The genetic code is the basis for all life, allowing the information present in DNA to be translated into the proteins that perform most of a cell's functions. And yet it's … kind of a mess. Life typically uses a suite of about 20 amino acids, while the genetic code has 64 possible combinations. That mismatch means that redundancy is rampant, and a lot of species have evolved variations on what would otherwise be a universal genetic code.
So the code itself is significant, or it is something of a historic accident, locked in place by events fits in the distant evolutionary? Answering that question has not been an option until recently, since individual codes appear in hundreds of thousands of places in the genome of even the simplest organisms. But as our ability to make DNA has scaled up, it has become possible to synthesize entire genomes from scratch, allowing a wholesale rewrite of the genetic code.
Now, researchers are announcing that they have redone the genome of the bacteria E. coli to get rid of some of the genetic code's redundancy. The genetic code is spelled out in sets of three DNA bases. The genetic code is spelled out in sets of three DNA bases. Each of the three positions can hold any of the four bases, meaning there are 4 x 4 possible combinations, or 64. By contrast, there are only 20 amino acids, while at least one of the remaining codons has to be used to Tell the cell to stop translating the code. That leaves a mismatch of 43 codes that aren't strictly needed. Cells use those extra codes as redundancy; instead of one stop code, most genomes use three. Eighteen of the amino acids are coded by more than a set of three bases; two have as many as possible codes.
Is this redundancy useful? The answer is "sometimes." For example, many DNA sequences do double-duty, encoding both protein and regulatory information. The flexibility of redundancy makes it easier for one sequence to serve two purposes. The redundancy can also allow fine-tuning of gene activity, as some codes are translated into more efficiently than others. These factors suggest that the genetic code's redundancy could have been essential for an organism.
Testing whether that is the case, however, is a bit of a nightmare. Even the most compact genes have hundreds of genes. E. coli strains have between 4,000 and 5,500), and all of the individual codes can occur multiple times within each. Editing each of these is possible but would be phenomenally time consuming.
So the researchers simply recoded things on a computer. Focusing on one of the amino acids that has multiple redundant codes, they are tweaked so that more than 1
This is easier than it sounds, according to one of the researchers involved (and regular Ars reader) Wolfgang Schmied. With a project like that, where you ask questions about the rules of the genetic code, "you have to at some point commit to ordering a genome worth of synthetic DNA," he told Ars, "which is a rather large financial commitment and not an easy button to press. " Yet press it they did
Some assembly required
Unfortunately, there is a big gap between what a DNA synthesis machine can output and the multi-million base-lung genome. The group had an entire assembly process, stitching together small pieces into a large segment in one cell and then bringing in a different cell that had a large segment overlap. "Personally, my biggest surprise was really how the assembly process worked," Schmied said. "The success rate at each stage was very high, meaning that we could do the majority of the work with standard bench techniques."
During the process, there were a couple of spots where the synthetic genome ended up with problems — at least one case, this was where two essential genes were overlapped. But the researchers were able to tweak their version to get around the problems that they identified. The final genome also had a handful of errors that popped up during the assembly process, but none of these altered the three base codes that were targeted.

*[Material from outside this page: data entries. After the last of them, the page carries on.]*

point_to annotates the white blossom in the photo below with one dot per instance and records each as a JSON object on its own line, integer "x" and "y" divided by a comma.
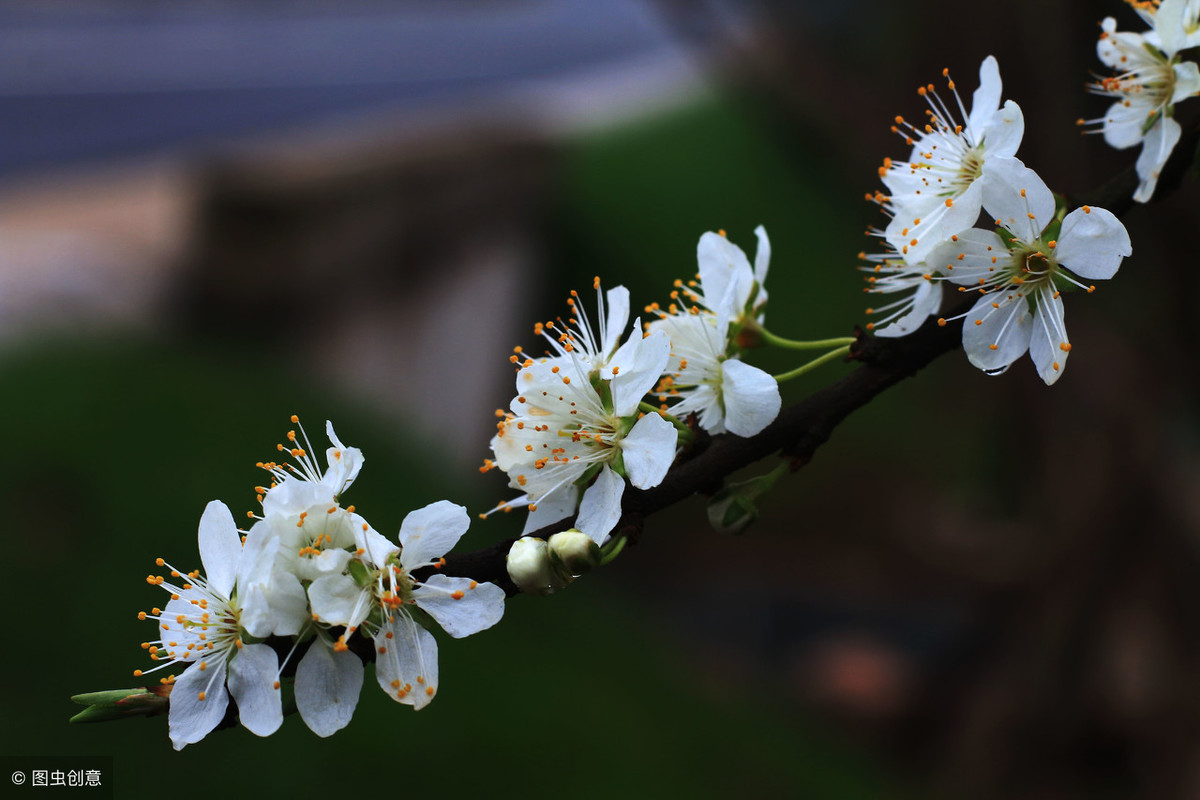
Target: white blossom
{"x": 574, "y": 422}
{"x": 940, "y": 190}
{"x": 1020, "y": 275}
{"x": 376, "y": 594}
{"x": 202, "y": 627}
{"x": 1147, "y": 84}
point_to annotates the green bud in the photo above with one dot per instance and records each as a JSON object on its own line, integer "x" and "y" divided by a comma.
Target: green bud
{"x": 531, "y": 569}
{"x": 121, "y": 703}
{"x": 573, "y": 552}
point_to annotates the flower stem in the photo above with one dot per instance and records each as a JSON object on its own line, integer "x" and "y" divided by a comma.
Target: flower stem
{"x": 813, "y": 365}
{"x": 684, "y": 431}
{"x": 795, "y": 344}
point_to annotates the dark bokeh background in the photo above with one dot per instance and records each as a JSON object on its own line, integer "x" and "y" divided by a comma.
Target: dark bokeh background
{"x": 217, "y": 215}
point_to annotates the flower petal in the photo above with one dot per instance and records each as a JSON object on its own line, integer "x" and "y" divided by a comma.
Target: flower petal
{"x": 1012, "y": 192}
{"x": 339, "y": 600}
{"x": 637, "y": 367}
{"x": 1048, "y": 343}
{"x": 253, "y": 683}
{"x": 555, "y": 506}
{"x": 649, "y": 451}
{"x": 987, "y": 97}
{"x": 616, "y": 319}
{"x": 461, "y": 606}
{"x": 1092, "y": 244}
{"x": 406, "y": 661}
{"x": 343, "y": 463}
{"x": 751, "y": 397}
{"x": 1156, "y": 149}
{"x": 725, "y": 274}
{"x": 1003, "y": 134}
{"x": 190, "y": 717}
{"x": 430, "y": 533}
{"x": 996, "y": 331}
{"x": 600, "y": 506}
{"x": 220, "y": 547}
{"x": 327, "y": 687}
{"x": 761, "y": 260}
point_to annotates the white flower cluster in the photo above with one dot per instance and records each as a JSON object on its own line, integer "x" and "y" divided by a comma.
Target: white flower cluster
{"x": 954, "y": 170}
{"x": 1150, "y": 78}
{"x": 581, "y": 423}
{"x": 318, "y": 573}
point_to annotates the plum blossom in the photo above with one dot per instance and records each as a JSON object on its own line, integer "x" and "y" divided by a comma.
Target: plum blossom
{"x": 294, "y": 487}
{"x": 574, "y": 421}
{"x": 705, "y": 376}
{"x": 1150, "y": 80}
{"x": 921, "y": 287}
{"x": 376, "y": 594}
{"x": 203, "y": 626}
{"x": 941, "y": 188}
{"x": 1020, "y": 275}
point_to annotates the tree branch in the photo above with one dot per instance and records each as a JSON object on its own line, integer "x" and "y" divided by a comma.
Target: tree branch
{"x": 802, "y": 428}
{"x": 796, "y": 433}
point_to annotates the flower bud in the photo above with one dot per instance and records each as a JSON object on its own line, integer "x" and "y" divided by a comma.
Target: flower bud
{"x": 529, "y": 566}
{"x": 574, "y": 552}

In the end, it worked. Rather than using 61 of the 64 potential codes for amino acids, the new organism — dubbed Syn61 — only used 59. The researchers were then able to delete the genes that normally allow E. coli to use the redirected codes. Normally, these genes are essential; in Syn61, they could be deleted without issue. That's not to say the Syn61 strain is fine; It grew more slowly than its normal peers. But this is probably the result of all the cases described earlier, where DNA sequences were performing more than one function. It is possible that, over time, the strain can change back to a normal growth rate.
Aside from answering questions about basic biology, the Syn61 strain may ultimately be useful. There are far more amino acids out there than the 20 life uses, and many of these have interesting chemical properties. To use them, however, we need to save genetic codes that can be redirected to the artificial amino acids – exactly what this new work has provided.
Nature 2019. DOI: 10.1038 / s41586-019- 1192-5 (About DOIs).